InterRisk hat im Rahmen der beiden NachsorgePläne jeweils 3 Leistungspakete: Personen mit Eintrittsalter 25 bis 49 Jahren können zwischen Versicherungssummen von 5.000, 8.000 und 10.000 Euro wählen, 50- bis 70- Jährige können sich für 3.000, 5.000 oder 8.000 Euro entscheiden. Beide Pläne sehen vor, dass bei Unfalltod ohne Wartezeit die dreifache Leistung fällig wird und darüber hinaus Auslandsreise- Rückholkosten bis zu 10.000 Euro inkludiert sind. Anhand einer persönlichen Checkliste, mit deren Hilfe Einzelheiten der eigenen Bestattung festgelegt werden können, nehmen so InterRisk-Versicherte ihren Angehörigen bereits zu Lebzeiten wichtige Entscheidungen ab und legen die richtige Versicherungssumme fest. Für die Bevölkerungsgruppe unserer deutsch-türkischen Mitbürger stellt die InterRisk den NachsorgePlan für 50- bis 70-Jährige einschließlich Antrag auch in türkischer Sprache zur Verfügung. Für den Vertrieb ist wichtig: Einfacher Antrag mit 3 Leistungspaketen und sofortige Policierung nach Antragseingang, da Wegfall der Gesundheitsprüfung (garantierte Annahme!).

Gleich zwei Produkte – IDEAL Sterbe- Geld sowie IDEAL BestattungsVorsorge – bietet die IDEAL Versicherungsgruppe an, die sich als reiner Seniorenversicherer erfolgreich auf dem Markt präsentiert. Die Produkte können bis zum 85. Lebensjahr ohne Gesundheitsfragen abgeschlossen werden. „Die Versicherungssumme kann individuell vereinbart werden und zusätzlich wird eine Überschussbeteiligung von derzeit 5,1 % ausgezahlt“, erläutert Stephan Schinnenburg, Vertriebsvorstand IDEAL Versicherungsgruppe. Damit die Beerdigung auch im Sinne des Verstorbenen verläuft, versichert die IDEAL BestattungsVorsorge den Kunden mit der Gewissheit, dass die festgelegte Summe auch tatsächlich für die Bestattung verwendet wird. Hierzu Schinnenburg: „Dem Bestattungsunternehmen wird ein unwiderrufliches Bezugsrecht eingeräumt, das von den Hinterbliebenen nicht verändert werden kann.“ Sinnvoll auch für diejenigen, die ihre Rente in Mallorca genießen wollen: Im Unterschied zu anderen Anbietern ist bei der IDEAL die Rückholung aus dem Ausland beitragsfrei mitversichert.

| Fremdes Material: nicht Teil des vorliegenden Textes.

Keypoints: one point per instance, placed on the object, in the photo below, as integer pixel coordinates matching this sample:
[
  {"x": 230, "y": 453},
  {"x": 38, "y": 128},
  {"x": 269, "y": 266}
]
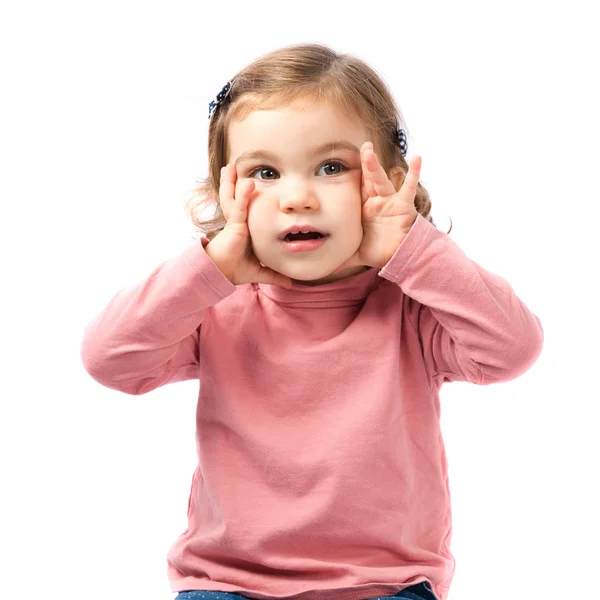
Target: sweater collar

Auch bei der Stuttgarter Versicherung kann der Endverbraucher frei entscheiden, wer die Ablaufleistung bekommt. Egal, ob ein eigen bestimmtes Bestattungsinstitut, die Kinder, Enkel oder andere Personen. „Zudem kann er vor dem Leistungsfall das Bezugsrecht ändern und sich z.B. für ein anderes Bestattungsinstitut entscheiden, ohne dafür gesonderte Gebühren entrichten zu müssen“, so Sascha Albiez. Der Kunde kann bei der Stuttgarter BestattungsVorsorge 50 PLUS® zwischen vier verschiedenen Versicherungssummen von der Standardversion mit einer Versicherungssumme von 3.000 Euro bis zur Premiumpolice mit einer Versicherungssumme von 10.000 Euro wählen, die er ohne Gesundheitsprüfung bis zum 80. Lebensjahr (bei laufender Beitragszahlung) beziehungsweise bis zu einem Eintrittsalter ab 85 Jahren (bei Zahlung eines Einmalbetrages) abschließen kann.

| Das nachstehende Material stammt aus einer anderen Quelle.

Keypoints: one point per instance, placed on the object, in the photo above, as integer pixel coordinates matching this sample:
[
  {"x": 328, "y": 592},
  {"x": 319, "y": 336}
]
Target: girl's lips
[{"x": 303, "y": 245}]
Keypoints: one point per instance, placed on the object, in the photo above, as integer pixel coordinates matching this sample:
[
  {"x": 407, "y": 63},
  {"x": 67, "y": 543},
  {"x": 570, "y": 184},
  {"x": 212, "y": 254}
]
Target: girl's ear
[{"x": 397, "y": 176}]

Die PERSÖNLICHE STERBEFALLVORSORGE der AachenMünchener kann bis zu einem Eintrittsalter von 85 Jahren abgeschlossen werden. Hierbei verzichtet der Versicherer bis zu einer Versicherungssumme von 15.000 Euro in der Regel auf eine Gesundheitsprüfung. „Die Sterbefallvorsorge gehört für unsere Vertriebe zu einer ganzheitlichen Beratung. Sie rundet das Angebot und unsere Produktpalette ab", so der Pressesprecher Andreas Krosta.

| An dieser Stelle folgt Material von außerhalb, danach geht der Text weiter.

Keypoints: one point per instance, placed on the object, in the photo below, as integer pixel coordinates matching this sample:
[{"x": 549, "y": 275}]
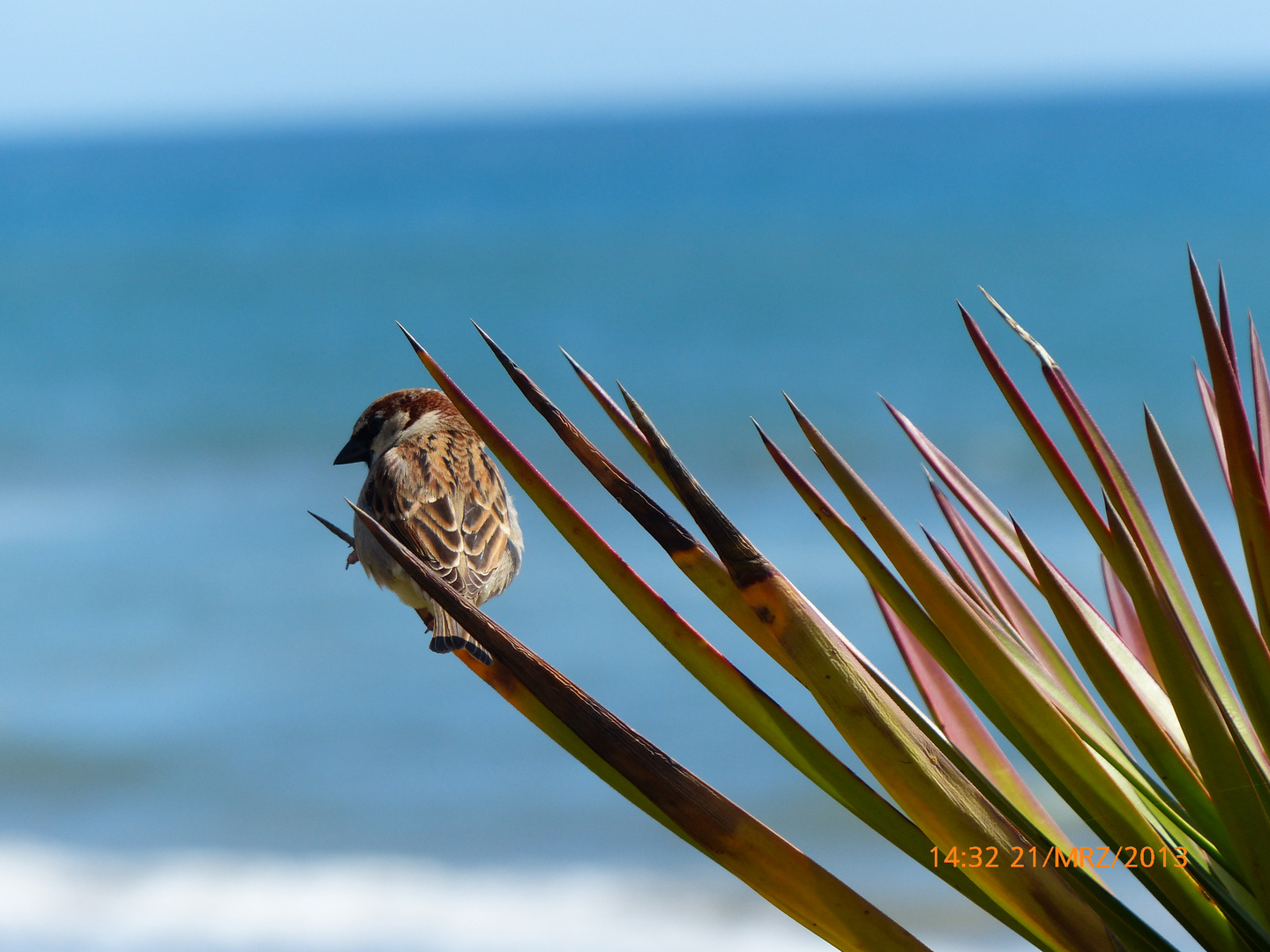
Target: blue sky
[{"x": 71, "y": 65}]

Bestattungsvorsorgeversicherungen oder Sterbegeldpolicen stellen demnach sehr sinnvolle Produkte dar, die Finanzdienstleistern aufgrund der bedarfsindividuellen Differenzierungen der Policen eine sehr gute Möglichkeit des Zugangs zur vorsorgeorientierten Zielgruppe der „Best Ager“ bietet.